Intervista a Samuele Telari

Qual è il primo ricordo della tua vita legato alla musica che ti viene in mente?

I pianti isterici nascosto dietro la gonna di mia madre perché non mi sentivo bravo. E subito dopo la felicità nel ricevere il primo applauso.

Come mai hai iniziato a suonare uno strumento musicale?

Puro caso. I miei genitori mi hanno iscritto a una scuola di musica per caso, e lì ho iniziato con la fisarmonica. Non l’avevo mai vista prima!

Quando hai capito che eri bravo in quello che stavi facendo e che questa attività avrebbe occupato una parte importante della tua vita?

Intorno ai 14 anni, quando ho iniziato a studiare musica classica in modo più approfondito. Per gli studenti di fisarmonica tendenzialmente questo è il passaggio fondamentale. Cambiare strumento significa, oltre che una spesa, studiare di più e un repertorio più complesso. Pochi anni più tardi, una volta finito il Liceo, ho realizzato che era la mia strada.

Ci sono stati dei momenti in cui avresti voluto mollare tutto e cambiare direzione?

Tanti, e ci continuano a essere! Credo siano l’altra faccia di una medaglia tanto bella quanto tormentata. Dei musicisti spesso si invidia il fatto che si viaggia di continuo, che si fa quello che si ama, e che quindi viviamo una condizione felice. Lo è sicuramente in parte, ma lo studio che ti accompagna una vita, le incertezze sul futuro, l’insicurezza personale e i ritmi forsennati a cui spesso siamo sottoposti sono difficoltà con cui combattere ogni giorno, e a volte può capitare di sentirsi giù.

Qual è il momento più emozionante che ricordi della tua carriera musicale?

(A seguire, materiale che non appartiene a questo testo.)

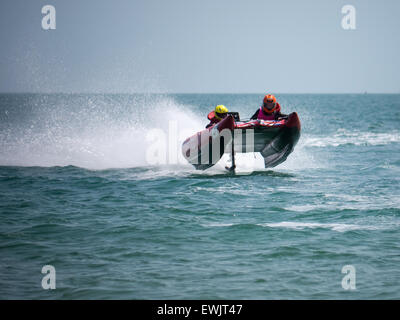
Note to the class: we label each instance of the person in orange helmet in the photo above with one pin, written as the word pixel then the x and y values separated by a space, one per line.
pixel 270 109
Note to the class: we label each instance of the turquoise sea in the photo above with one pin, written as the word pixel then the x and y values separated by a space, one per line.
pixel 78 192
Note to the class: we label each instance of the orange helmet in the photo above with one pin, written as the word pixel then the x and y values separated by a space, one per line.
pixel 269 103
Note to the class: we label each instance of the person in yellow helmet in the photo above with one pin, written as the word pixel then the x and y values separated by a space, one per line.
pixel 217 115
pixel 270 109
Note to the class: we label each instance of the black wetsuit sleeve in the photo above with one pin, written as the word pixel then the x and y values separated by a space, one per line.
pixel 280 115
pixel 255 115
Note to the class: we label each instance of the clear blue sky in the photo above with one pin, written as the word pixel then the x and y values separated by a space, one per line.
pixel 200 46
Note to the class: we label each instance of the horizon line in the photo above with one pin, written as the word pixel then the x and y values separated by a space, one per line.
pixel 166 93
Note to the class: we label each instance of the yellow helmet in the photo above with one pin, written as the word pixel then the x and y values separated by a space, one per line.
pixel 220 111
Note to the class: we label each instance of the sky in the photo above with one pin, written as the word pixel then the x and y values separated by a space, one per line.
pixel 208 46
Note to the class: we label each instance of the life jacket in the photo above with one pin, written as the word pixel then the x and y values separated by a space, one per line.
pixel 264 116
pixel 212 118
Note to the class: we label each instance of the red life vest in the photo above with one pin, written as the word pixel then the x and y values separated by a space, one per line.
pixel 263 116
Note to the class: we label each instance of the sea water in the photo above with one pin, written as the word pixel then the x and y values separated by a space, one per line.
pixel 78 192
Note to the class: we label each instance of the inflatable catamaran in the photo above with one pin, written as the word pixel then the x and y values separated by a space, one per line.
pixel 273 139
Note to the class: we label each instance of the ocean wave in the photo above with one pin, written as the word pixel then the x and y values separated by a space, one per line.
pixel 340 227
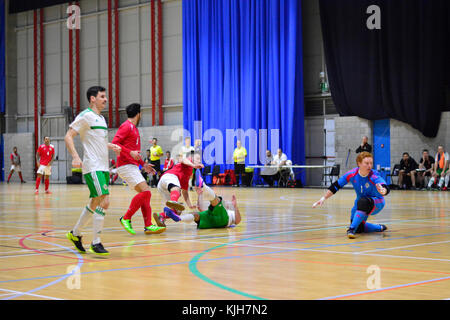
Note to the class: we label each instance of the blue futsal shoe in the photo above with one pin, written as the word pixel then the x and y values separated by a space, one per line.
pixel 171 214
pixel 198 178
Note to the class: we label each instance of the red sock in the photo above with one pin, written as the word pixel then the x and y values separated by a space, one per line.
pixel 135 204
pixel 175 195
pixel 38 182
pixel 146 209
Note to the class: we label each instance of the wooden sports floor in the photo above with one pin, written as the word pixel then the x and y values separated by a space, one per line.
pixel 283 249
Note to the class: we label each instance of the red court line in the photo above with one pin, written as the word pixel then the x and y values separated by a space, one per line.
pixel 352 265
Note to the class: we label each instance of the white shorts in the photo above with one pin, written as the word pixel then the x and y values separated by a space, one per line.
pixel 16 167
pixel 45 170
pixel 163 185
pixel 131 174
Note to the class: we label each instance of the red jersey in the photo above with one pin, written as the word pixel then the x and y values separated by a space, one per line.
pixel 45 154
pixel 183 172
pixel 128 138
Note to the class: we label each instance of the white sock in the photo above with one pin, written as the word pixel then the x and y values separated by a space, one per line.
pixel 85 217
pixel 99 219
pixel 187 217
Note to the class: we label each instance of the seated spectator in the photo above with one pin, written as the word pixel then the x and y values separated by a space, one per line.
pixel 408 168
pixel 169 163
pixel 268 174
pixel 425 168
pixel 280 160
pixel 365 146
pixel 440 169
pixel 146 160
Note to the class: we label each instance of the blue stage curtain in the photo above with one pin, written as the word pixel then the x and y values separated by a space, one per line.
pixel 242 69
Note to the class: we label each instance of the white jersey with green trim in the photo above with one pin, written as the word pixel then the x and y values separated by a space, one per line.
pixel 93 132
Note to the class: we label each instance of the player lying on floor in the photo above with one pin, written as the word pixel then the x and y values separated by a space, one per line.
pixel 370 191
pixel 214 211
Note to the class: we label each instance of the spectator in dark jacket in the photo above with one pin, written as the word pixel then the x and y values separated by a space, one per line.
pixel 408 167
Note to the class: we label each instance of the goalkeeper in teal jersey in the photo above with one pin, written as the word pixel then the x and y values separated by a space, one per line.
pixel 370 190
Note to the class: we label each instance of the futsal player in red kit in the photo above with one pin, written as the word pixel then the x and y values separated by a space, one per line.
pixel 128 138
pixel 174 183
pixel 44 159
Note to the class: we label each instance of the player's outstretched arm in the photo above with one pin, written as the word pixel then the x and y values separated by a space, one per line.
pixel 185 194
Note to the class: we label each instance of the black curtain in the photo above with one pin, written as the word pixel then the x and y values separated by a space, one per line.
pixel 400 71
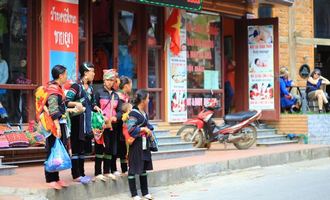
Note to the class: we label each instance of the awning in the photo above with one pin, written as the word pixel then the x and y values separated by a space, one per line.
pixel 182 4
pixel 283 2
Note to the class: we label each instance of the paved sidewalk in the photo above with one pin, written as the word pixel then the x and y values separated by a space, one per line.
pixel 30 180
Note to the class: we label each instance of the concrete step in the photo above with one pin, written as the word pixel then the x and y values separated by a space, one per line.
pixel 6 170
pixel 264 132
pixel 162 155
pixel 175 146
pixel 277 143
pixel 271 138
pixel 168 139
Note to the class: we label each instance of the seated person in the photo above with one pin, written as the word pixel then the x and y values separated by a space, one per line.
pixel 314 91
pixel 288 101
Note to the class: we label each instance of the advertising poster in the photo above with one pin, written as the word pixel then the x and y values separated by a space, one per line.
pixel 177 80
pixel 61 39
pixel 261 67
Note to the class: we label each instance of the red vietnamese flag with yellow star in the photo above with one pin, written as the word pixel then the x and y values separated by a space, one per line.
pixel 172 27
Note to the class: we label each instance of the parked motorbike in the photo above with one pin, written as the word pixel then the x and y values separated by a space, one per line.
pixel 238 128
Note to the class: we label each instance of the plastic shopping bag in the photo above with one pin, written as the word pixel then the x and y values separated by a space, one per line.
pixel 59 158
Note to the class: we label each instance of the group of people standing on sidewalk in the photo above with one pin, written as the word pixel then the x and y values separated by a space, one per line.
pixel 80 101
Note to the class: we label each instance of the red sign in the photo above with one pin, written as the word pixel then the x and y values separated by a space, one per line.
pixel 60 36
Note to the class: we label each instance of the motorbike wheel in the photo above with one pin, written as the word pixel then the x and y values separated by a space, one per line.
pixel 249 138
pixel 186 133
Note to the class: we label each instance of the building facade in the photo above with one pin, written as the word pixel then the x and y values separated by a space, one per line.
pixel 130 36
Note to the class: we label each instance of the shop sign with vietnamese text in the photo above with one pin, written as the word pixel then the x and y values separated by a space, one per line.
pixel 61 39
pixel 182 4
pixel 261 67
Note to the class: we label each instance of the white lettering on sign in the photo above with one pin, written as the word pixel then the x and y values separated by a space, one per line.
pixel 63 38
pixel 64 16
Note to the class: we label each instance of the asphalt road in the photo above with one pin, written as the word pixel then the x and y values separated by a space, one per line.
pixel 308 180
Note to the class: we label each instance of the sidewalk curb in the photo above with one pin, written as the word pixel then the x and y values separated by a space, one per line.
pixel 169 176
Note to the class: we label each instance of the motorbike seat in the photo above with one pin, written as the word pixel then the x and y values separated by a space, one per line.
pixel 240 116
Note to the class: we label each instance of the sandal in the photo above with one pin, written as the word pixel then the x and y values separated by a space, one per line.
pixel 148 196
pixel 113 177
pixel 55 185
pixel 62 183
pixel 101 177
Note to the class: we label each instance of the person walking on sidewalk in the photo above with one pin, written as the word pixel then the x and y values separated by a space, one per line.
pixel 125 88
pixel 80 96
pixel 56 108
pixel 107 100
pixel 139 155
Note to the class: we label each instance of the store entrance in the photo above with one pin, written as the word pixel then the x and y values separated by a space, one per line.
pixel 230 71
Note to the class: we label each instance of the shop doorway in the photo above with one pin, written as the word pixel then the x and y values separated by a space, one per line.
pixel 229 64
pixel 322 61
pixel 127 37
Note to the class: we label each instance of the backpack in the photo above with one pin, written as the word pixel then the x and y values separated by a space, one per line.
pixel 46 124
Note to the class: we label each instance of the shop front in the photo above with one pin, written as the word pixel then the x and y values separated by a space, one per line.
pixel 135 37
pixel 131 37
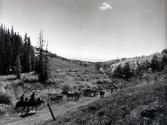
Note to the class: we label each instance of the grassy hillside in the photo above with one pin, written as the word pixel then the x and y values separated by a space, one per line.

Sempre difficile sceglierne uno. Ci sono stati incontri con musicisti che, penso, mi abbiano cambiato molto: quello con il mio insegnante Massimiliano Pitocco, le masterclass con Yuri Shishkin e le belle sensazioni nel suonare in sale meravigliose, come la Wigmore Hall di Londra. In generale, però, ogni volta che penso che posso regalare un momento di svago e piacere a chiunque capiti di sentirmi, penso a quanto magico sia questo lavoro!

C’è un brano musicale a cui sei particolarmente legato? Vuoi dirci qual è e come mai?

Anche qui la scelta è molto difficile. Ce ne sono molti, e sono legati alle varie fasi di studio: da buon umbro non posso che pensare a Fancelli e alle sue meravigliose composizioni per fisarmonica. Le Variazioni Goldberg BWV 988 sono state l’argomento della mia tesi e un progetto a cui ho dedicato e dedico tutt’ora un’attenzione particolare. Ma anche la sconfinata letteratura dell’est di Solotarjow, Gubajdulina, Čajkovskij, Runchak, Zubitsky. Diciamo che sono amori che dipendono molto dai momenti.

Hai altre passioni oltre a suonare il tuo strumento (sport/lettura/viaggi/hobby vari/ecc.)?

Mi piace leggere un po’ quando mi sento pronto! Cerco di fare un minimo di sport, vista anche la fisicità richiesta dal mio strumento.

Ascolti altri tipi di musica oltre a quella che suoni? Se sì, quali?

Probabilmente il genere che ascolto di più è il jazz. Mi piacciono molto anche i cantautori italiani di qualche generazione fa, così come l’hip-hop e anche il repertorio più etnico e popolare di vari paesi.

C’è un disco – di qualsiasi genere – che consiglieresti a tutti di ascoltare?

The Köln concert di Keith Jarrett.

Qual è il libro che leggerai quest’estate?

Dopo numerosi consigli e visto il mio amore per l’arte russa, credo proprio sarà Le notti bianche di Dostoevskij.